My sister came with me to my stress test as moral support. She is a bit overweight, and while I have my cholesterol well under control, her’s is high. In talking to the technician that did my cardiac echo, and the treadmill stress test, it came to light that my sister and I have the same family history risk! This was surprisingly illuminating to us both. Since she does not have hypertension, we both figured that I was the ticking time bomb. It turns out that she is ticking just as loudly. We may have different issues, but equal risk. I am not overweight and have good cholesterol, but I smoke and have hypertension, controlled though it may be. She has her weigh and cholesterol to worry about, and I am a lot more active. The technician told her that she needs a cardiac stress test just as badly as I did.

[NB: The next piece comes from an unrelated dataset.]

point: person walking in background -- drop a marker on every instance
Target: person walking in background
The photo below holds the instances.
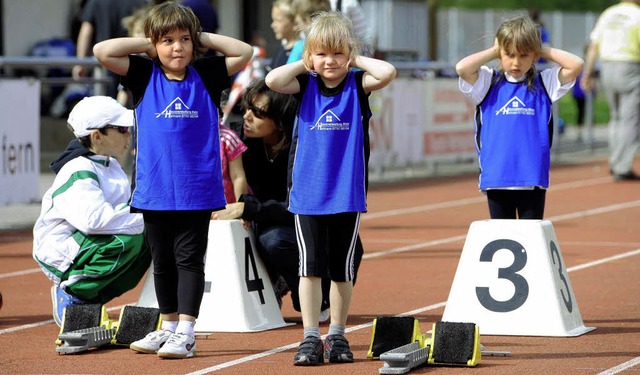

Of course, this was the very last thing that my sister wanted to hear, and now she has taken over the job of fretting over heart disease, as my echo and stress test looked great. I need to quit smoking, and hope to buy my last pack today. She needs to lose weight, exercise, and get her cholesterol under control. A strong family history of heart disease is one of the many indications for having a cardiac stress test, all other factors excluded. She is balking at the idea due to the cost, and probably a good bit of fear, but I hope that she resolves to get it done soon.
Who needs a cardiac stress test? As already mentioned, a family history of heart disease is one big factor. Also, people who are overweight, have high cholesterol, hypertension, people who have smoked, and people with diabetes need to have a cardiac stress test. Of course, anyone with chest pain, or discomfort, dizziness, light headedness, and shortness of breath needs a stress test too, and a trip to the ER if they are experiencing these symptoms at any time.
A cardiac stress test with an echo of the heart can cost $700 or more, and if it is being done for family history alone, it may not be covered by your insurance. I think that this is awful, as prevention is surely better then suffering a heart attack, or coming close. However, how much money do we all spend on new tech gadgets, or high fat mocha lattes a year, without batting an eye. If you have a strong family history of heart disease, talk to your doctor about having a family history cardiac stress test, then start saving to have it done. You may be saving more than just money. You may be saving your life.